Why are payday loans called payday loans?

The term “payday” in a payday loan refers to when a borrower issues a post-dated check to the lender for the payday's salary, but receives part of that payday amount in immediate cash from the lender. A quick loan is a type of short-term loan in which a lender will grant you high-interest credit based on your income. Your capital is usually a part of your next paycheck.

Quick loans

charge high interest rates for immediate short-term credit.
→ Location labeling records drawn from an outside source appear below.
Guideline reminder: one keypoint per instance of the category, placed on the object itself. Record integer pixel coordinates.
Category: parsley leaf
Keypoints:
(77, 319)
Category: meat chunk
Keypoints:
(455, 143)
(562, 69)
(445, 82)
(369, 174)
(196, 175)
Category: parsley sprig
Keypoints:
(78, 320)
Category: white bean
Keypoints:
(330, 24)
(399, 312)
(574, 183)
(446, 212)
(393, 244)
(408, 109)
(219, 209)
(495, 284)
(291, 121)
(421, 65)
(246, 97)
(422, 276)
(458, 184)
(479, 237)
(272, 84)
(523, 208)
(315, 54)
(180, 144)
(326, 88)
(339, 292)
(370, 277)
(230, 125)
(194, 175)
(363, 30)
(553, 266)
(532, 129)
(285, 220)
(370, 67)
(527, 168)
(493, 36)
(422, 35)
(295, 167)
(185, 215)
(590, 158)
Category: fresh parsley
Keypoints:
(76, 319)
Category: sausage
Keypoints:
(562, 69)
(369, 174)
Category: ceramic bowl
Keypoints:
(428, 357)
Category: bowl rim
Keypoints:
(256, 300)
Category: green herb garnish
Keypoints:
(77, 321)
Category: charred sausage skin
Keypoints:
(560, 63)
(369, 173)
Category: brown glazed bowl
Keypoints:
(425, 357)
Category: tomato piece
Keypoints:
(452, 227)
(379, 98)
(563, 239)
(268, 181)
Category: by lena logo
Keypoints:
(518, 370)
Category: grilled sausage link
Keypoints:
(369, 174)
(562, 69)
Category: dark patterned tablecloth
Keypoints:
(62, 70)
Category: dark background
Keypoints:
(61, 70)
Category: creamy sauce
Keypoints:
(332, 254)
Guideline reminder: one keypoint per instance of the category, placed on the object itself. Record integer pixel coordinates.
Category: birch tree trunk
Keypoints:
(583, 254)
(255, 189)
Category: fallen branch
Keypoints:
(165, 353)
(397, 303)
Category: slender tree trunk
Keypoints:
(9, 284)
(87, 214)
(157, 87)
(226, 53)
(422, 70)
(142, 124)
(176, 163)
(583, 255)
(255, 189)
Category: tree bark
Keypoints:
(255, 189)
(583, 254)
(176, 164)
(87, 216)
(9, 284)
They are also called cash advance loans or check advance loans. Payday loans are designed to cover short-term expenses and can be requested without collateral or even a bank account. This federal law enacted an interest rate limit of 36 percent, the first of its kind, for payday loans granted to military service members and their immediate family members. Credit bureaus, the companies that calculate credit ratings, can keep records of traditional loans for six to 10 years, which in turn may affect their ability to borrow money in the future.

The federal Truth in Lending Act requires payday lenders to disclose any financial charges imposed on a loan. If you can't repay the loan on time, the fees can add up, leading to a debt trap that's hard to get out of. In some cases, payday loans may be structured so that they can be repaid in installments over a longer period of time. The loan amount is directly deposited into the account and the borrower gives the lender the right to electronically deduct the full amount from the account on the due date.

However, if you fall behind on payments or if you can't pay and don't pay your loan fast, the same might not happen. To calculate the APR, compare the interest and fees on the amount borrowed with the amount requested over a one-year period (see Calculating the APR for a quick loan). This can be dangerous for borrowers because it can mean that they will have to borrow more money to cover the cost of the first loan. On the other hand, if you don't pay your loan and your debt goes to a collection agency, you'll see a drop in your rating.

Those protections include a 36 percent limit on the military annual percentage rate (MAPR), as well as other limitations on what lenders can charge for payday loans and other consumer loans. These short-term loans are usually for small amounts and often come with fixed fees based on the amount of the loan. If you can't afford a quick loan, your bill may be sent to a collection agency, which will sue you for the money and interest you owe. Online payday loans have the same basic structure as store loans, with the exception that all communication is done online.